I trust that this puts the matter to rest.
I must take this opportunity to appeal to the media to please be careful in giving credence and coverage to every voice that pontificates on matters of the Royal Family. It becomes misleading and is really nothing short of interference when those outside the family pose opinions as fact.
We note, for instance, the wide speculation on social media that has been picked up by the traditional media, that His Majesty the King will be compelled to marry before he can issue royal decrees. There is no basis for this claim.
Indeed, the founder of the Zulu monarchy, King Shaka kaSenzangakhona was himself a celibate by choice, in that he voluntarily chose not to marry. Likewise, King Dingane was celibate by choice, yet he gave orders and declared wars.

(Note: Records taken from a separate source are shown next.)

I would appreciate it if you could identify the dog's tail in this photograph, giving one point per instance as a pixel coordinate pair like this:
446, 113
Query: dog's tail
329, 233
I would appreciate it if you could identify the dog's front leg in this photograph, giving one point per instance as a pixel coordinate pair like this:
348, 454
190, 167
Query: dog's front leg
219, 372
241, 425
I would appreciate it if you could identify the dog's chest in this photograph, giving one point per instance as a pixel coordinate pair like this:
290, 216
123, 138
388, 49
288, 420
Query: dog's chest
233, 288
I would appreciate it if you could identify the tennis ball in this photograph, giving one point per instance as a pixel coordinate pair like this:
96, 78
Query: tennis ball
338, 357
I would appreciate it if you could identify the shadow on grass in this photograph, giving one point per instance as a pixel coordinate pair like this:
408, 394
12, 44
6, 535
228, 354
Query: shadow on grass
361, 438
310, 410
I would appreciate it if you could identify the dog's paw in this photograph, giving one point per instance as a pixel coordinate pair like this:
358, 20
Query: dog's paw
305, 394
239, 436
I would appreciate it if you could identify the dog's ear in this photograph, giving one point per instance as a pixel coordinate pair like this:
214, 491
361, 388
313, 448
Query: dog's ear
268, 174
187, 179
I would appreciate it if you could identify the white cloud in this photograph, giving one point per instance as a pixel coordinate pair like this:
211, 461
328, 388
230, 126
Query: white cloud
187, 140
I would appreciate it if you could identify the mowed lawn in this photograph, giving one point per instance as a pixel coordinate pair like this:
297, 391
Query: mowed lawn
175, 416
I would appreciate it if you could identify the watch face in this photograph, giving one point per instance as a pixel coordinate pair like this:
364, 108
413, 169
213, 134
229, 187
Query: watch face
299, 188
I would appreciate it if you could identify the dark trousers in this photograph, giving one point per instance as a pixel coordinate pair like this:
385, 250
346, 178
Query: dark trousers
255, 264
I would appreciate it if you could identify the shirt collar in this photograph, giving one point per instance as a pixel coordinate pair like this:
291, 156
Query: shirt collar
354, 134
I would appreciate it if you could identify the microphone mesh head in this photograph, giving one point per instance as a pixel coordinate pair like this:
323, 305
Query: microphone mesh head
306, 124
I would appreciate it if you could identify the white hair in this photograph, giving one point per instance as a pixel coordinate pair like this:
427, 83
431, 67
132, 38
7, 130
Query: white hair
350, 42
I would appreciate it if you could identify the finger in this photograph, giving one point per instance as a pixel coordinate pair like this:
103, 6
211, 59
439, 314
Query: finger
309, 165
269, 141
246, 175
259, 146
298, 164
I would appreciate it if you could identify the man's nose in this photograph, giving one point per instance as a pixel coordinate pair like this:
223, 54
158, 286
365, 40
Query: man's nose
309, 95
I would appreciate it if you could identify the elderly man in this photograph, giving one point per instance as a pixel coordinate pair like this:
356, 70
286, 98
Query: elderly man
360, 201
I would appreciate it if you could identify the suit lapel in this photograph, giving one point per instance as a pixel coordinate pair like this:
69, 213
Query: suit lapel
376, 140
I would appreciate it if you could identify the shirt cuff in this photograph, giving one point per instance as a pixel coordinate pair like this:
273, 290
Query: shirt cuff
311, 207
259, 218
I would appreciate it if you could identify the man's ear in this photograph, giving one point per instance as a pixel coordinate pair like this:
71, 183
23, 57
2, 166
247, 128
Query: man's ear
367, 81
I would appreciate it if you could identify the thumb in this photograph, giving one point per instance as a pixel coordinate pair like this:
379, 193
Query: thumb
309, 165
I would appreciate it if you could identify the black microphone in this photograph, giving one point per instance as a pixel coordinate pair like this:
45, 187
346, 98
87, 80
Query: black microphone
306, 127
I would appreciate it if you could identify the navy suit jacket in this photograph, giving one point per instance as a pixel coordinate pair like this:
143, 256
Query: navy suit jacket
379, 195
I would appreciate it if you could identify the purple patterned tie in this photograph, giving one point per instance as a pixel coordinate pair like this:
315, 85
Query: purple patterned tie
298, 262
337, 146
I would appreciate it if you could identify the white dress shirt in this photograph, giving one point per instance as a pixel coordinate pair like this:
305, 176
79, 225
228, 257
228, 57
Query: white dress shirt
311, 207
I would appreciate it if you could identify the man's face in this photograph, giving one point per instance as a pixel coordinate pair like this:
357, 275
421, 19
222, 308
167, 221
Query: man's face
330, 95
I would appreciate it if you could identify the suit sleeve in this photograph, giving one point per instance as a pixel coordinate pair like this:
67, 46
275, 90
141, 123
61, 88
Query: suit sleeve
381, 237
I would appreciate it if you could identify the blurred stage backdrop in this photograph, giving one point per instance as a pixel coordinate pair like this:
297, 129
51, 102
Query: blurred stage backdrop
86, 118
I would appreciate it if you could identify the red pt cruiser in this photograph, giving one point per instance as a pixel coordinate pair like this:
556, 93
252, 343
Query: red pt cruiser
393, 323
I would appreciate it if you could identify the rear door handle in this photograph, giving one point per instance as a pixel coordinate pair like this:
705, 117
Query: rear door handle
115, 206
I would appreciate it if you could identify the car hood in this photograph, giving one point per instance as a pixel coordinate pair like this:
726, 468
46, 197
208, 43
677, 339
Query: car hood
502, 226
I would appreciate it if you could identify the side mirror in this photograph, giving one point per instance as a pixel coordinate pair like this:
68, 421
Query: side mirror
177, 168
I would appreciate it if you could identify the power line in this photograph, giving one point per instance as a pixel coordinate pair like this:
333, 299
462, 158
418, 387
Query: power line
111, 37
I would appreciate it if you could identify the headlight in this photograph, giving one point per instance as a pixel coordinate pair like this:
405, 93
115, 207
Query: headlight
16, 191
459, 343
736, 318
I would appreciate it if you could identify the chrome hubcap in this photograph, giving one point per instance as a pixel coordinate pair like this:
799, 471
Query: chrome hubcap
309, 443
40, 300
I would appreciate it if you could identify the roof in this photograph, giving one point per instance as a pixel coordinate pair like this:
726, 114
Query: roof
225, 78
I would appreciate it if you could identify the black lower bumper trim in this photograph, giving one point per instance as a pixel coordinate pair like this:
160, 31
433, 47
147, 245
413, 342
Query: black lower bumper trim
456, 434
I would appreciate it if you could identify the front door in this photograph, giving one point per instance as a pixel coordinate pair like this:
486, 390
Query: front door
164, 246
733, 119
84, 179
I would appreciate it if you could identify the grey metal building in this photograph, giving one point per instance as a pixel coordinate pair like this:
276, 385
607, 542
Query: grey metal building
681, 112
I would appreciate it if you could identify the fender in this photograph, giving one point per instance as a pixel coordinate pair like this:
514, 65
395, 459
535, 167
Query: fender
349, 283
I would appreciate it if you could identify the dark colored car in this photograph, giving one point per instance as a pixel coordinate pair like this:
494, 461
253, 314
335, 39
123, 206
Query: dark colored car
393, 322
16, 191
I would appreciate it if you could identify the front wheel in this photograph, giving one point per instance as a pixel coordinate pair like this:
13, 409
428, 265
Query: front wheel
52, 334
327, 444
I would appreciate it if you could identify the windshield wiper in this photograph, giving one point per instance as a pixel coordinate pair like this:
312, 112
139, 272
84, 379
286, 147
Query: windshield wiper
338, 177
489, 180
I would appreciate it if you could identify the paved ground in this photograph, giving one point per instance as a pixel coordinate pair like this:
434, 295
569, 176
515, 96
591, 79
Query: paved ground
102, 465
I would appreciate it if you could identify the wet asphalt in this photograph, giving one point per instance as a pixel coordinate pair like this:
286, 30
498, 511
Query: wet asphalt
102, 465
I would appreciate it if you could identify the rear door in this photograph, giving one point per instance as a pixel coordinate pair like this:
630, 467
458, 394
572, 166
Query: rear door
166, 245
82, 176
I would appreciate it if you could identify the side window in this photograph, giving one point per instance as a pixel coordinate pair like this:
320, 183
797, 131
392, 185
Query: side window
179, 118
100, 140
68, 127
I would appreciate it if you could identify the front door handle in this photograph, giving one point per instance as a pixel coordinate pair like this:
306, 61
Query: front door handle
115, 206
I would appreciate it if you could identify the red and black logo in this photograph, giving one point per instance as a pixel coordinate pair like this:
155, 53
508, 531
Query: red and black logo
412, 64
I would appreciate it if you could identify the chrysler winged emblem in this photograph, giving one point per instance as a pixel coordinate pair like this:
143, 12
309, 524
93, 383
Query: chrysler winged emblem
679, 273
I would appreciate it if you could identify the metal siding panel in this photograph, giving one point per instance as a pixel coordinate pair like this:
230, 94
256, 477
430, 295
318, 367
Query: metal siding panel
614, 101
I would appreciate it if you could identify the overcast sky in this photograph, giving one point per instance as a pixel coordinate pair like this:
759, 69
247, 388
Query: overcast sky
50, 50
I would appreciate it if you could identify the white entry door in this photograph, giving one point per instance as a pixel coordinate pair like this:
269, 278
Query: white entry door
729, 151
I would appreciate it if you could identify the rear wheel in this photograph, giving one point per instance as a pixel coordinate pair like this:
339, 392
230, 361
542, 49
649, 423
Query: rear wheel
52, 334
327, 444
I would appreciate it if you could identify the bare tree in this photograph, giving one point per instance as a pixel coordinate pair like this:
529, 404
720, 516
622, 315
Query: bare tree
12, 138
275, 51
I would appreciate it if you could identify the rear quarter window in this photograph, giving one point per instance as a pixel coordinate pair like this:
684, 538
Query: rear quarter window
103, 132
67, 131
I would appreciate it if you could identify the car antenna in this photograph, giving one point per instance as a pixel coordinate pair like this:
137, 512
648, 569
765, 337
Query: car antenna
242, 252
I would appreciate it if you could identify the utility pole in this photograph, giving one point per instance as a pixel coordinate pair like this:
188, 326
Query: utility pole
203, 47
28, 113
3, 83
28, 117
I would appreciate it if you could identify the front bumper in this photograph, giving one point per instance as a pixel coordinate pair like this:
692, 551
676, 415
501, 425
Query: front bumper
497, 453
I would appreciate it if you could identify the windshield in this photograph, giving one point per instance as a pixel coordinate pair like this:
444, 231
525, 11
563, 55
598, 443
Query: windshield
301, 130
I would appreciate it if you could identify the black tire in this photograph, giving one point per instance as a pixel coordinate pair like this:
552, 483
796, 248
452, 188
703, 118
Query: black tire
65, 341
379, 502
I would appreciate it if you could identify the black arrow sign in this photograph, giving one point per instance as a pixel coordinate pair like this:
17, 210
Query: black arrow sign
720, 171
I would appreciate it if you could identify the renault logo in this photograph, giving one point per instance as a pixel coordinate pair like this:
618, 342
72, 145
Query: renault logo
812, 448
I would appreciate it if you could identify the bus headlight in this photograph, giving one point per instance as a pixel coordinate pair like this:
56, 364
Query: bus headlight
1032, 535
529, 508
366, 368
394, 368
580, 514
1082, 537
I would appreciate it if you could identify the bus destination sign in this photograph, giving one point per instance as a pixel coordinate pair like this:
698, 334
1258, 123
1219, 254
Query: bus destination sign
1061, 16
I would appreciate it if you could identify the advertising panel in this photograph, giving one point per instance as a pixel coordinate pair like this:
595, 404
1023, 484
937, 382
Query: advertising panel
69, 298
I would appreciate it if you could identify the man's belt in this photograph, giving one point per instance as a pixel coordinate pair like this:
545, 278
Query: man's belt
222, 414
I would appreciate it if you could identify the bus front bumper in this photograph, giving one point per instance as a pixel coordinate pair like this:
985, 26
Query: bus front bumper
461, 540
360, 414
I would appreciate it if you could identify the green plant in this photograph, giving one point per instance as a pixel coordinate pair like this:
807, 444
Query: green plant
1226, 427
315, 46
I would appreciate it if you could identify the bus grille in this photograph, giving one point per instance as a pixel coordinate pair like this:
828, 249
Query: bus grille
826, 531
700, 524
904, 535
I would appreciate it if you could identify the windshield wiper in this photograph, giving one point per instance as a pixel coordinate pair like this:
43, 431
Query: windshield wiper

It was only the apartheid regime that insisted that AmaKhosi and Kings must marry before taking over their positions. In my case, for instance, they sought to do everything possible to prevent me from taking my position as Inkosi of the Buthelezi Clan, because I was a member of the ANC. They posed one obstacle after the next, even insisting that I get married.
Despite choosing to marry my wife, Princess Irene Thandekile, in July 1952, the apartheid Government still delayed and only installed me almost a year later.
The present speculation that His Majesty will be compelled to marry before he is installed suggests that our present Government wishes to mimic what the apartheid regime imposed on our people. This is an inflammatory accusation which can cause deep distress.
I am not saying, of course, that the King will not get married before he takes the throne. It is quite possible that he may choose to marry. But there is no reason why his not being married could stop him from ascending to the throne or issuing royal decrees.
I hope that this will make it clear just how damaging it can be when the media gives space to every uninformed opinion. While matters of the Royal Family are of public interest, it is unfair to allow anyone and everyone to dictate what the Royal Family should do.
I also note a report this morning in The Witness stating that the Minister of Police, the Hon. Minister Bheki Cele, and former President Jacob Zuma are allegedly mediating what is said to be a conflict in the Royal Family. The Witness claims that they are doing so on instruction from “the ANC top brass”.
As far as His Majesty the King and the Royal Family are concerned, mediation is unnecessary. Following His Majesty the King’s appointment last Friday, the Honourable Premier of KwaZulu-Natal and the Honourable Minister of Cooperative Governance and Traditional Affairs approached me with an offer to mediate in the Royal Family. I advised that I would take this matter to His Majesty the King.
Upon consultation with His Majesty, both he and the Queen Mother, Queen Mayvis (maZungu) asked that I thank the Premier and the Minister for their offer, but that at the moment they feel quite able to sort out their own problems without seeking any outside help. I conveyed this to the Premier, and His Majesty the King spoke to the Premier as well, on my phone.
Perhaps having read the statement by Prince Simakade Zulu, it will be clear now that there is no dispute at present over the throne. While Prince Simakade was posed in the media as a contender to the throne, he, like all of us, welcomes the reign of His Majesty King Misuzulu kaZwelithini.